The couple has two sons and two daughters ranging in age from 19 to 7. Their oldest son attends college in New York and the other three children attend schools in Williamsport. In their free time, the family enjoys downhill skiing, hiking, biking and attending cultural events.

“A lot of our activities support our children and involve driving them to their activities,” Kristin explained.

Both doctors are pleased with the way in which they have been welcomed into the community.

“Coming from sort of an academic center at Walter Reed, I’ve been really delighted with how people (the doctors and nurses) relate here in the hospital. I think it’s true of most academic centers that people end up in their own silos and rarely interact in meaningful ways outside their specialty,” Eric said.

“That is certainly not the case here. It has been a delight in terms of when you see people in the hallway and share common patients. It’s much better for patient care and a much more relaxed atmosphere.”

Practicing medicine at Susquehanna Health has even afforded opportunities for the two doctors to work closely together as colleagues.

“I saw a patient the other day with an abdominal aortic aneurysm, so I was able to pick up the phone and talk with Eric about it and he scheduled the ultrasound and will see the patient soon,” said Kristin. “We haven’t worked in the same hospital together since medical school. It is nice that our offices are down the same hall. We even got together today for lunch.”

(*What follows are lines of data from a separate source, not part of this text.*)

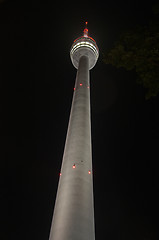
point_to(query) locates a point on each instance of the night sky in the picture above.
(37, 80)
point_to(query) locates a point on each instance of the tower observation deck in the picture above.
(73, 217)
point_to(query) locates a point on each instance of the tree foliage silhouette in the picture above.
(138, 49)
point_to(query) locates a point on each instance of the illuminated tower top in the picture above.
(84, 46)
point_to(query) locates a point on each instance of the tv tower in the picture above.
(73, 217)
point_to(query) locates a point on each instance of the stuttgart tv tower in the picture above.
(73, 217)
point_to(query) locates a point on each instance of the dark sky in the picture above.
(37, 80)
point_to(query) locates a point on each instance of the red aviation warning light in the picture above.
(85, 30)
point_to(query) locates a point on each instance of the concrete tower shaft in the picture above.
(73, 217)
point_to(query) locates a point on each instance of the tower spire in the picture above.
(85, 30)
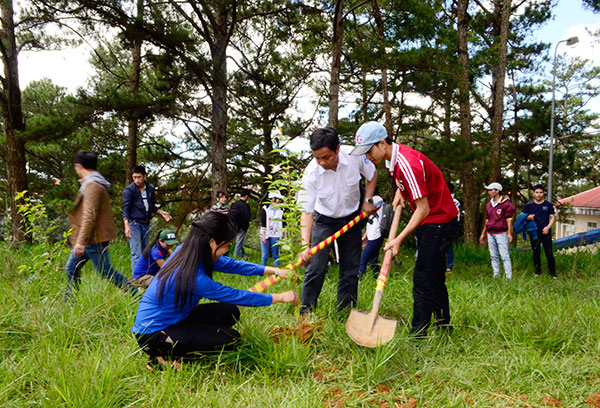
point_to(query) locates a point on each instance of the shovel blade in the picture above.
(368, 333)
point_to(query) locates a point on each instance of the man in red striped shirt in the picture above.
(421, 184)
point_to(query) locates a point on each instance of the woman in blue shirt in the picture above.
(170, 323)
(153, 257)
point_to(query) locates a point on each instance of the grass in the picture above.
(529, 342)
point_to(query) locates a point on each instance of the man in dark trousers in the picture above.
(330, 198)
(542, 212)
(239, 213)
(93, 225)
(139, 206)
(421, 184)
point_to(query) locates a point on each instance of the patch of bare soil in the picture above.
(551, 401)
(303, 331)
(594, 400)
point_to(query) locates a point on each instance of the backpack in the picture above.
(385, 222)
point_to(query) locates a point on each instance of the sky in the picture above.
(70, 68)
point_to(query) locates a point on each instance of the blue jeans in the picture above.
(430, 293)
(264, 249)
(370, 256)
(138, 240)
(349, 246)
(239, 252)
(498, 245)
(98, 254)
(450, 257)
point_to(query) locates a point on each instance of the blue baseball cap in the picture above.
(366, 136)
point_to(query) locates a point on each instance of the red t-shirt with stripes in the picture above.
(416, 176)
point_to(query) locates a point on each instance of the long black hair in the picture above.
(182, 268)
(147, 250)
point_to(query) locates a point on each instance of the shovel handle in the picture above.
(272, 280)
(387, 260)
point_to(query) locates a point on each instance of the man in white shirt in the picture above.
(330, 199)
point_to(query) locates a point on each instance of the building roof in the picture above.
(588, 199)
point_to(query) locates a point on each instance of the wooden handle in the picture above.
(272, 280)
(387, 260)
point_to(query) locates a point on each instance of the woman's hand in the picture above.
(286, 297)
(393, 245)
(283, 272)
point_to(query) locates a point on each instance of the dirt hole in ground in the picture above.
(551, 401)
(594, 400)
(303, 331)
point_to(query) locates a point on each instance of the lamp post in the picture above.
(569, 41)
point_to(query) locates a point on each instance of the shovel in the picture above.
(369, 329)
(272, 280)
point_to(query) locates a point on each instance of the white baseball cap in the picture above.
(366, 136)
(275, 194)
(494, 186)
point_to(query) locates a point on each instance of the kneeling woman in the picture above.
(169, 320)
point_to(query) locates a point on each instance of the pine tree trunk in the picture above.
(16, 162)
(134, 86)
(471, 198)
(219, 102)
(336, 54)
(498, 78)
(387, 109)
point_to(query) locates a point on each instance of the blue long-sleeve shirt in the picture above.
(133, 203)
(153, 315)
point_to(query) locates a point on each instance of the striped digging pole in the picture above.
(272, 280)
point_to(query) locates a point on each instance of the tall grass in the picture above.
(524, 343)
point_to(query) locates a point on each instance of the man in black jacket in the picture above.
(240, 215)
(139, 205)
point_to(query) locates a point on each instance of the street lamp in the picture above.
(569, 41)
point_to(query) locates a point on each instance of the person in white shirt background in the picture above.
(374, 240)
(330, 199)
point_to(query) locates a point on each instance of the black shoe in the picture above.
(305, 309)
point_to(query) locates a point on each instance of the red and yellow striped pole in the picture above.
(272, 280)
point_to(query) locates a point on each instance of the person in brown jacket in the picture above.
(93, 225)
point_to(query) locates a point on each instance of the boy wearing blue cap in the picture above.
(421, 184)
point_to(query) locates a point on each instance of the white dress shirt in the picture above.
(373, 230)
(336, 193)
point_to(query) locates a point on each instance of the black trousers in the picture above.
(544, 240)
(349, 245)
(430, 294)
(206, 329)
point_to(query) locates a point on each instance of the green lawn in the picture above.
(529, 342)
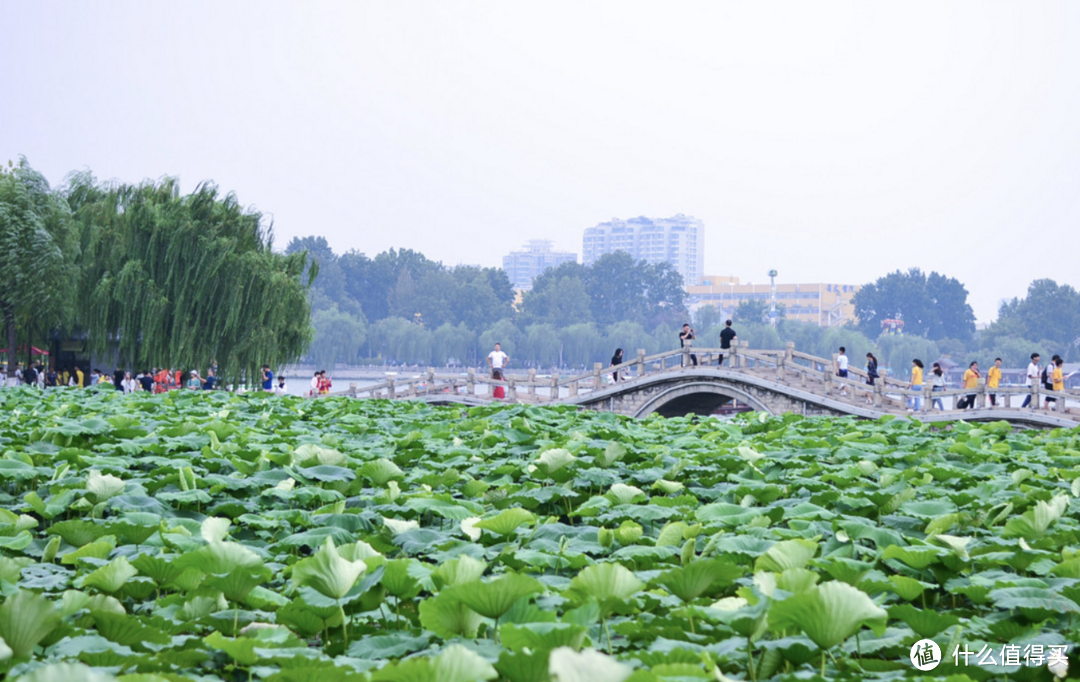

Similar collaboration is common throughout the health system as the Adamses are just one set of at least 10 married couples working as Susquehanna Health physicians. Other physician couples include Dr. Daniel Glunk, internal medicine/chief quality officer, and Dr. Margrit Shoemaker, endocrinology; Dr. Sai Sajja, vascular surgery, and Dr. Renuka Kakarala, internal medicine; Dr. Robert Donato, obstetrics/gynecology, and Dr. Ingrid Ockenhouse, internal medicine; Dr. David Finn, family medicine residency, and Dr. Martha Finn, nephrology; Dr. Shabbir Esaa, radiology, and Dr. Durriya Esaa, ophthamology; Dr. David Borys, pathologist, and Dr. Susan Borys, internal medicine; Dr. William Somers, gastroenterology (retired) and Dr. Nancy Story, family medicine; Dr. Puneet Gupta and Dr. Lalita Mittal, hospitalists; and Dr. Fahmi Rahman and Dr. Ishraque Shawon, hospitalists.